Excerpt: Cinco Casas is a housing project designed by the architectural firm AEC Arquitectura. Architecture must be able to respond to increase density in an environment characterized by the void. The project takes shape on a single volume elevated from the ground. As a result, the ground floor, through outdoor and semi-covered spaces, transitions between the street, the access, and the rear garden and remits to the characteristics of suburban housing.
Project Description
[Text as submitted by architect] La Plata is going through a process of constant expansion that grows beyond its original boundaries and extends to the cities that form the Gran La Plata area.
The houses are located in City Bell, originally a peripheral garden neighborhood consisting of weekend homes and small farms. Nowadays, it has been consolidated as an autonomous center.

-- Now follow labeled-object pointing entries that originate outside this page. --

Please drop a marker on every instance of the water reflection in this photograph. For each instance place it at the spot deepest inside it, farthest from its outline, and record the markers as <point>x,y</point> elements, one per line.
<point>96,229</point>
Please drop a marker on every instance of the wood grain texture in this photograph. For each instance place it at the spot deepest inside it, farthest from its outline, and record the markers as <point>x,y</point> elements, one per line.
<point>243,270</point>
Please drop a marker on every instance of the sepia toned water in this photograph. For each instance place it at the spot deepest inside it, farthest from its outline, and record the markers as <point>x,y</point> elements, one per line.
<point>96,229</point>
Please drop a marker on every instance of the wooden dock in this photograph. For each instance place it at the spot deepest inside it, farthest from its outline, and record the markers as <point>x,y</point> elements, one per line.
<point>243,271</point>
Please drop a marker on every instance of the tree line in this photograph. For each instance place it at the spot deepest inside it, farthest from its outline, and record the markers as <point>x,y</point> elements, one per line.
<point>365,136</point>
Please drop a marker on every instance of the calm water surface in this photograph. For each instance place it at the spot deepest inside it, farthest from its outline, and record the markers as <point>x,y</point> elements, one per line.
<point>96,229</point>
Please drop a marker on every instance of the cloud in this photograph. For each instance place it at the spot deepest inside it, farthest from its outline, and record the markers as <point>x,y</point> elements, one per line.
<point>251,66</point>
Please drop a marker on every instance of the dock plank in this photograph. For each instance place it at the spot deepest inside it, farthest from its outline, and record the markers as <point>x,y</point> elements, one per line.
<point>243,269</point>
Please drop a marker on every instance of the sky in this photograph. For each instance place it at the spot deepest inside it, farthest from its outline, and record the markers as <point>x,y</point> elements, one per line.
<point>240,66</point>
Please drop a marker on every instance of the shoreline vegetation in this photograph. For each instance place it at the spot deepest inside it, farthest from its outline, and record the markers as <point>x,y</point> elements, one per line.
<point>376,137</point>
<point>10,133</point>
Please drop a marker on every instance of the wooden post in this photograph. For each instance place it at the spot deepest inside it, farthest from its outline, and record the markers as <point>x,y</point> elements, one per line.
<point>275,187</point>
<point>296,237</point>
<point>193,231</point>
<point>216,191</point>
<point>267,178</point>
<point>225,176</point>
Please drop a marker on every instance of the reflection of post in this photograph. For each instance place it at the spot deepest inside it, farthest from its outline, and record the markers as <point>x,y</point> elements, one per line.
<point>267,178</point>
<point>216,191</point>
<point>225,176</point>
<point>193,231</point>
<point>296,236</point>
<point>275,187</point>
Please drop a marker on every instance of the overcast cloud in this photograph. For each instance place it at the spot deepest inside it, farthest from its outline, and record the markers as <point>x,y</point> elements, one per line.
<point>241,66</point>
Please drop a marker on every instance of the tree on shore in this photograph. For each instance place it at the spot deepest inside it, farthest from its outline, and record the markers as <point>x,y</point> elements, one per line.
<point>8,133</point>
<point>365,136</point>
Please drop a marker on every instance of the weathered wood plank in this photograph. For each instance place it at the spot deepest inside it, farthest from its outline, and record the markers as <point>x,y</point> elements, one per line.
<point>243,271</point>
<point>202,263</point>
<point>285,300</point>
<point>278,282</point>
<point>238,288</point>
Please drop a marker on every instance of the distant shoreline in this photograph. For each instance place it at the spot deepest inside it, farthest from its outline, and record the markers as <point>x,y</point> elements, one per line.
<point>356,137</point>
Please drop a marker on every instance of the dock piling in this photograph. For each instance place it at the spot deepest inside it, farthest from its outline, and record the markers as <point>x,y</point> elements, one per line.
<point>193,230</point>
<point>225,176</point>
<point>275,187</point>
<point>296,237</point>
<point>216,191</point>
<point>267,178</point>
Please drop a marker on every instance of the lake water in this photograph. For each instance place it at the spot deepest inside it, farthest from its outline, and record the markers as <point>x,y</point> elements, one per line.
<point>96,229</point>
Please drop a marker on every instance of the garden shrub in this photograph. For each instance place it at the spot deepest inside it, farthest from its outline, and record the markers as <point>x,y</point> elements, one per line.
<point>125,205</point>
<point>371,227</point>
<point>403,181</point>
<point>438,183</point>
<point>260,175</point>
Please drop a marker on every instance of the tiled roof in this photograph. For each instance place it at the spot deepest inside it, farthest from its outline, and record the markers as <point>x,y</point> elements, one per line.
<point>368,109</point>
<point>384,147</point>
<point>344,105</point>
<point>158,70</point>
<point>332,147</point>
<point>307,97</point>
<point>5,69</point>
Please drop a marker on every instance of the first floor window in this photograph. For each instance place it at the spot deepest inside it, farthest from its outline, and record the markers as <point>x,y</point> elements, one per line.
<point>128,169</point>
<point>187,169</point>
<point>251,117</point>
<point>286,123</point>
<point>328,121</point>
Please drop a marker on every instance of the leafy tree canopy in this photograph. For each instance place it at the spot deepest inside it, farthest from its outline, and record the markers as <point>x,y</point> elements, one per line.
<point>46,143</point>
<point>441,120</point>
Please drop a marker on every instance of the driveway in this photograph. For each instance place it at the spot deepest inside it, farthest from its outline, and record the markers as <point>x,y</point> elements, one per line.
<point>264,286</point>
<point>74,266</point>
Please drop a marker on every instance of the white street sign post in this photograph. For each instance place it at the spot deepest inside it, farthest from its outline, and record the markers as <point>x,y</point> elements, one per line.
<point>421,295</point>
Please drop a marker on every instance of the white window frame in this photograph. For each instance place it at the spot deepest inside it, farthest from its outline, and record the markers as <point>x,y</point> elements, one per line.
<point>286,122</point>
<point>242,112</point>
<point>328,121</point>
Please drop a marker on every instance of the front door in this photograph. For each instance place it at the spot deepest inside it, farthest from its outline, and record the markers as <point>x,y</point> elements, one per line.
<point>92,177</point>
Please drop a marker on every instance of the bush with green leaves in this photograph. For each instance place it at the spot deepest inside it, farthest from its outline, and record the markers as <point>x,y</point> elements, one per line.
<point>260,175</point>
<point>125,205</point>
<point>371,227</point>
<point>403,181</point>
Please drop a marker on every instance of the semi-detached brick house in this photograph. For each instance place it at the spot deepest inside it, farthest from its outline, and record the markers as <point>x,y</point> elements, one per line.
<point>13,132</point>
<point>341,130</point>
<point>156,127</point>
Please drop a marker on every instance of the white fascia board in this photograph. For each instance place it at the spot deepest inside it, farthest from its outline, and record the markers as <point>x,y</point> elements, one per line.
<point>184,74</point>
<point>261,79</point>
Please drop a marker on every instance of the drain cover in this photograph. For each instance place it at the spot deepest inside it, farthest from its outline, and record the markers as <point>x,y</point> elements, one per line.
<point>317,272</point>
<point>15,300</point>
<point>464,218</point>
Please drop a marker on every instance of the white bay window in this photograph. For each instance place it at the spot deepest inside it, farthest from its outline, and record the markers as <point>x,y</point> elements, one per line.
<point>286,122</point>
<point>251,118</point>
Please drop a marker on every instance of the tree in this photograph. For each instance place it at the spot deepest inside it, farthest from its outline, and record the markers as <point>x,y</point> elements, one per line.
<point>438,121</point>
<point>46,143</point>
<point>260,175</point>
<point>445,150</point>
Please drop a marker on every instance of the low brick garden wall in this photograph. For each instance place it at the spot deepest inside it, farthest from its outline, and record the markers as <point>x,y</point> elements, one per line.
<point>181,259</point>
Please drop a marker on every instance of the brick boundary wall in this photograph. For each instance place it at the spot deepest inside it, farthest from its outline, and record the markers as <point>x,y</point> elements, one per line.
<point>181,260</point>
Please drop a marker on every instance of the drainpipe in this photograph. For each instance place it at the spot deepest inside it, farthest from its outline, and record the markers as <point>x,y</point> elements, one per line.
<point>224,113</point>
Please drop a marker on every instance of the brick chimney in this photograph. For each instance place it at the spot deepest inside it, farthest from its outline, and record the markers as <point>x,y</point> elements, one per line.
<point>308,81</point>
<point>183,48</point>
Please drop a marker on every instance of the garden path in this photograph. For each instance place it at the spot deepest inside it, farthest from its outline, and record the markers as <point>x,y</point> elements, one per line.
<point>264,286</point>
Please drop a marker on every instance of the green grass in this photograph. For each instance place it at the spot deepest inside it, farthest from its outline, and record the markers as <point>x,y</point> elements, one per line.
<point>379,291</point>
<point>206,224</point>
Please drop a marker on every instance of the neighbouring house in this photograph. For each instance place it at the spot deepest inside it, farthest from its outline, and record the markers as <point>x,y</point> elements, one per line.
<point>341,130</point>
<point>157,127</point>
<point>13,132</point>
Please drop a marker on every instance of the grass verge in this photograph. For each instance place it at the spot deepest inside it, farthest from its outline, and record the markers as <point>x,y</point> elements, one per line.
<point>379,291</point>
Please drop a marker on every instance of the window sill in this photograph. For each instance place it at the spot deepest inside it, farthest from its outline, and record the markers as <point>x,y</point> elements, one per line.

Architecture must be able to respond to increase density in an environment characterized by the void. The project takes shape on a single volume elevated from the ground. As a result, the ground floor, through outdoor and semi-covered spaces, transitions between the street, the access, and the rear garden and remits to the characteristics of suburban housing.
Each unit has private access from the street, pedestrian, and vehicular, and its spaces of expansion to front and counter-front, giving a sense of unique housing in use beyond the form that groups them.
The high volume achieves long views of the wooded environment through large glazed window walls that erase the boundary between interior and exterior.
Services and circulations are grouped on a narrow side of the unit plan. This operation provides flexibility to the rest of the main areas of use of the house, connecting both open areas: front and rear garden, gaining in this process cross ventilation.
Towards the Northwest, a double façade creates a space of expansion that provides climate protection, hides the street’s visuals, and generates a dialogue with the existing classic brick constructions of the environment.